しかし、このままでは時機に奴らに見つかることだってある。

「オレは行ってみる価値があると思う。みんなはどうだ?」

圭介は小声で言った。

「行ってみましょう。ここで雨に濡れてたら体力も消耗するわ」

 有田真由美が小手川浩、斐伊川紗枝を元気付けるように、

力強く言った。
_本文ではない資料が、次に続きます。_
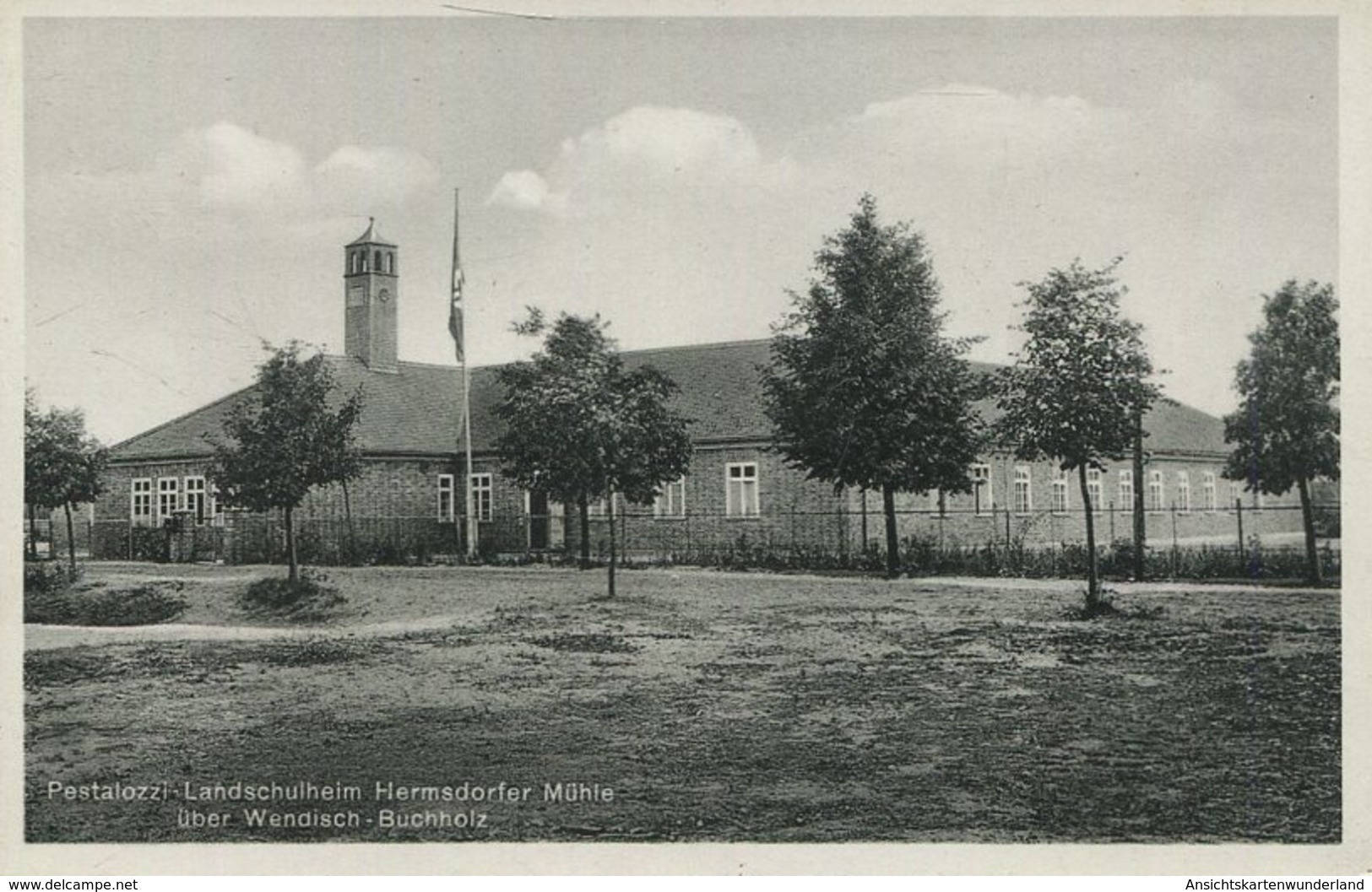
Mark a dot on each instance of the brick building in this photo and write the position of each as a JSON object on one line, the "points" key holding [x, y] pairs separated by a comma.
{"points": [[739, 493]]}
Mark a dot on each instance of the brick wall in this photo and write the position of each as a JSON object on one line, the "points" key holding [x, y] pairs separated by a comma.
{"points": [[394, 508]]}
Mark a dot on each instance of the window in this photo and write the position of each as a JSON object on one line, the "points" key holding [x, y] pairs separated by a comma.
{"points": [[215, 506], [1024, 495], [1095, 489], [140, 505], [671, 500], [1060, 493], [168, 491], [446, 505], [981, 495], [1157, 499], [195, 499], [482, 495], [741, 495]]}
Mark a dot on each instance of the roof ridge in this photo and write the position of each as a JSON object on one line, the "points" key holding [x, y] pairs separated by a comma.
{"points": [[184, 416]]}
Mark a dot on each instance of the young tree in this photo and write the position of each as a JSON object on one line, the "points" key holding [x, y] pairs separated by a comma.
{"points": [[287, 440], [62, 466], [579, 427], [1286, 431], [863, 389], [1079, 386]]}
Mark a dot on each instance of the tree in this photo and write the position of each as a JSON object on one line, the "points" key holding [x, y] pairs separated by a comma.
{"points": [[1079, 386], [1286, 430], [863, 390], [62, 466], [579, 427], [285, 440]]}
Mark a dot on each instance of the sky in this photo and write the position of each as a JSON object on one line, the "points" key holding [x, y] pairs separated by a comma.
{"points": [[190, 184]]}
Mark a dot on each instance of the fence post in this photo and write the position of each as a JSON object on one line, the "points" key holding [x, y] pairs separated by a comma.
{"points": [[1174, 556]]}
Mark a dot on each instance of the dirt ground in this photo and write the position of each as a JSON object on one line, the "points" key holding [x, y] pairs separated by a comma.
{"points": [[713, 707]]}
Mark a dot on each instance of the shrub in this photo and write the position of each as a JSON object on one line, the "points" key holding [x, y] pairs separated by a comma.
{"points": [[311, 598]]}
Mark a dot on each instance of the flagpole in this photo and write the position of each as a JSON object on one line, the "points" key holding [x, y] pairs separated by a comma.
{"points": [[465, 435]]}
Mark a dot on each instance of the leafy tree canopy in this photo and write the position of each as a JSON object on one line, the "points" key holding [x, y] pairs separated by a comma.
{"points": [[1288, 423], [285, 438], [863, 389], [1080, 383], [62, 464], [578, 425]]}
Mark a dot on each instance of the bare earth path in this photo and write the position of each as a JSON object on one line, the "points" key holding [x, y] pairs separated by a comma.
{"points": [[713, 705]]}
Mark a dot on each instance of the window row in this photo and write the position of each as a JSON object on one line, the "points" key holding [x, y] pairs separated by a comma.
{"points": [[379, 262], [1156, 499], [193, 495], [741, 495]]}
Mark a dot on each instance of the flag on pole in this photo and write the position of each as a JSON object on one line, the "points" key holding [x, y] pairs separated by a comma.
{"points": [[454, 311]]}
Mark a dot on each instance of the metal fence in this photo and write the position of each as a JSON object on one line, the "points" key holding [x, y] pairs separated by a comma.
{"points": [[1239, 543]]}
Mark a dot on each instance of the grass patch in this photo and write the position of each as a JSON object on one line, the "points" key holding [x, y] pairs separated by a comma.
{"points": [[98, 605], [306, 600]]}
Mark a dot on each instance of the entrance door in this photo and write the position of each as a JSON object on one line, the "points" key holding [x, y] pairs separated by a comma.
{"points": [[538, 522]]}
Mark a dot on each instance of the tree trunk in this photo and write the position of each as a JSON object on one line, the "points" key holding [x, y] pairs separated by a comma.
{"points": [[1093, 580], [1141, 521], [585, 511], [610, 513], [351, 532], [290, 547], [1312, 554], [72, 539], [888, 506]]}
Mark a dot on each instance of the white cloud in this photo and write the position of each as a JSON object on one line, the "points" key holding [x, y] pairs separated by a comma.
{"points": [[524, 190], [372, 176], [680, 154], [241, 168]]}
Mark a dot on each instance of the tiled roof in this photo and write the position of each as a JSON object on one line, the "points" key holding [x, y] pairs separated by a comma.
{"points": [[415, 411], [372, 236]]}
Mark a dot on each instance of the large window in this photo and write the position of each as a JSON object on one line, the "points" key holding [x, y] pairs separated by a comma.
{"points": [[195, 499], [1024, 490], [482, 495], [446, 505], [1157, 497], [741, 493], [140, 502], [671, 500], [1060, 493], [981, 495], [168, 493]]}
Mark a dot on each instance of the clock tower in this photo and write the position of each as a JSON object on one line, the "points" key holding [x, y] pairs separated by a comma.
{"points": [[369, 289]]}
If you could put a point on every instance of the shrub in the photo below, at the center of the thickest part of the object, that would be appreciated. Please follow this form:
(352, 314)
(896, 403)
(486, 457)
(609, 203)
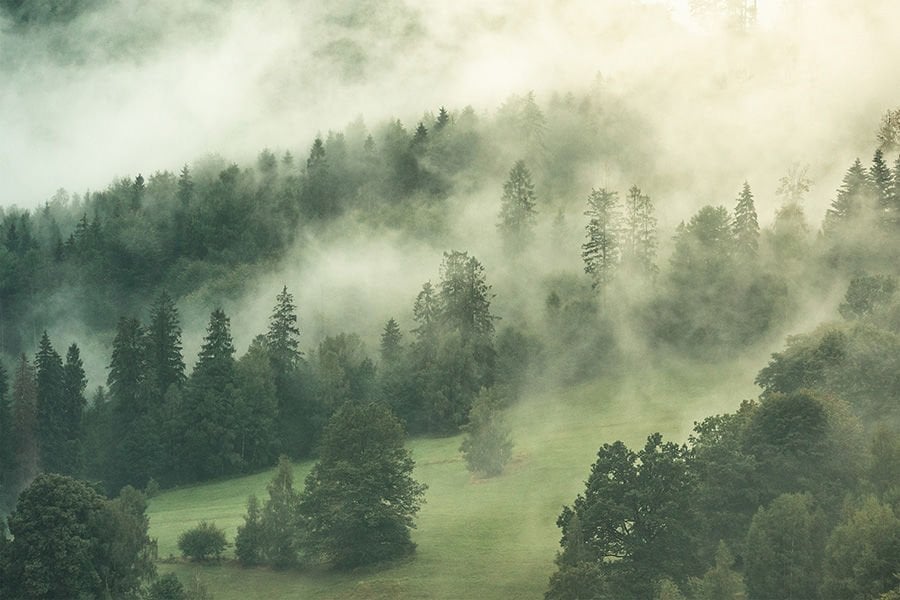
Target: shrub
(203, 542)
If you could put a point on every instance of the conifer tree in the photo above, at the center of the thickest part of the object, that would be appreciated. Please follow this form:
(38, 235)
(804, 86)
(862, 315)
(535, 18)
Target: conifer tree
(51, 409)
(391, 340)
(359, 501)
(639, 233)
(74, 384)
(601, 250)
(517, 212)
(164, 361)
(746, 225)
(25, 439)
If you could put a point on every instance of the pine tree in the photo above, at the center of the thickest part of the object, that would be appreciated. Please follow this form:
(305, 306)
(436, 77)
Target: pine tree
(745, 224)
(601, 251)
(209, 445)
(25, 439)
(359, 501)
(282, 338)
(74, 384)
(164, 361)
(391, 343)
(517, 212)
(51, 410)
(639, 233)
(852, 198)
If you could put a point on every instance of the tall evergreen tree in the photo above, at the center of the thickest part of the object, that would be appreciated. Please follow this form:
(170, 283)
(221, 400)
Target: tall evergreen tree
(25, 439)
(164, 361)
(517, 212)
(282, 338)
(852, 198)
(7, 448)
(601, 250)
(391, 342)
(210, 432)
(51, 409)
(746, 225)
(639, 233)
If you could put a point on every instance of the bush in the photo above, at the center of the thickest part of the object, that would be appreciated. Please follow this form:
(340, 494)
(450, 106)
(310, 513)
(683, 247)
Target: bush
(203, 542)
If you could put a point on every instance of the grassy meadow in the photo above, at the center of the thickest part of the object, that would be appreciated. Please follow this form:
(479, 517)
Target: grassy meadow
(483, 539)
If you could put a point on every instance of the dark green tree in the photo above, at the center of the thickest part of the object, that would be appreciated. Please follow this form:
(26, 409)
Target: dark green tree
(639, 232)
(359, 501)
(783, 554)
(209, 434)
(164, 360)
(517, 208)
(74, 402)
(746, 225)
(600, 252)
(487, 446)
(632, 518)
(51, 409)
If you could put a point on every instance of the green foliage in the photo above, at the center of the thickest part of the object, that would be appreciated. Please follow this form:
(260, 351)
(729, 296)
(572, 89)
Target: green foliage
(866, 294)
(203, 542)
(862, 552)
(68, 542)
(784, 549)
(487, 446)
(632, 517)
(359, 500)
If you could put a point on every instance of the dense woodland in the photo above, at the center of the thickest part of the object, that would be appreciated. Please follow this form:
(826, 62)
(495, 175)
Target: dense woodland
(793, 494)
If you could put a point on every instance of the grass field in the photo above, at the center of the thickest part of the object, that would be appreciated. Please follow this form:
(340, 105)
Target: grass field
(478, 539)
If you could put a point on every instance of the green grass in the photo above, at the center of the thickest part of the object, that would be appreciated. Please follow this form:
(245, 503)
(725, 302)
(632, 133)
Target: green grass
(481, 539)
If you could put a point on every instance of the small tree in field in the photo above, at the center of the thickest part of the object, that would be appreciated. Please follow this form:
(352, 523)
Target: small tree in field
(487, 446)
(203, 542)
(360, 498)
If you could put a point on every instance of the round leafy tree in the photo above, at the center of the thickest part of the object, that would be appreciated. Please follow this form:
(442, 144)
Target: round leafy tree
(360, 499)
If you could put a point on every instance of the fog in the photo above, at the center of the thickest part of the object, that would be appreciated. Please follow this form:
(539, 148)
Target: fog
(131, 87)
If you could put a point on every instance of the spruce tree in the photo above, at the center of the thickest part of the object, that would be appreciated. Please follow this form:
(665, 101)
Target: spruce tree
(601, 250)
(391, 342)
(164, 361)
(74, 384)
(639, 233)
(745, 224)
(517, 207)
(51, 409)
言われた二人とも、不承不承うなづく。

 4人はそのほら穴に向かって、歩いた。

その穴の間近に来ると、圭介は何か違和感を感じた。

穴の形が四角いのだ。長年の風化や、植物に覆われて、

その輪郭はぼやけているが、明らかに人工物のように見える。

それだけではない。

有田真由美がそのほら穴の壁面を指でなぞって言った。

「これ・・・コンクリートだわ」

水落圭介も手のひらで触ってみる。

コケ類や藻などで、覆われてはいるが、

ぬるぬるとした感触の中に、硬く固められたものを感じた。


確かにコンクリートだ・・・。

ということはこの洞穴は人工物ということなのか?

しかし、穴の奥は漆黒の闇で、どれだけの奥行きがあるのかわからない。

 水落圭介はウエストバッグから、マグライトを取り出した。

そのスイッチを入れようとする前に、有田真由美が囁く。

「水落さん、ちょっとだけ待って」

 彼女はそう言うと、そこら辺りに散らばっている、

たくさんの木の枝から、1メートルぐらいの長さで、

太さ直径2センチ強はある、まっすぐな小枝を拾った。

その枝を、いつから持っていたのか、

刃渡り20センチはあるサバイバルナイフで

先端を鋭利に削り始めた。水落圭介にも、

彼女の行動に容易に想像がついた。

 そういえば、有田真由美は学生の頃、

フェンシングをやっていたと聞いた。

即席の武器を造っているのだ。

水落圭介も地面から長さ60センチで十分な太さのある、枝を掴んだ。

棍棒の代わりだ。こんなものが、

あの化け物にダメージを与えられるかどうか、心元ないが、

まったくの丸腰よりマシだろう。


小手川浩と斐伊川紗枝も圭介にならって、手ごろな木の棒を拾う。

 水落圭介は右手に棍棒、左手にマグライトを持って、

その洞穴の中に入った。他の3人も、彼の後に続いた・・・。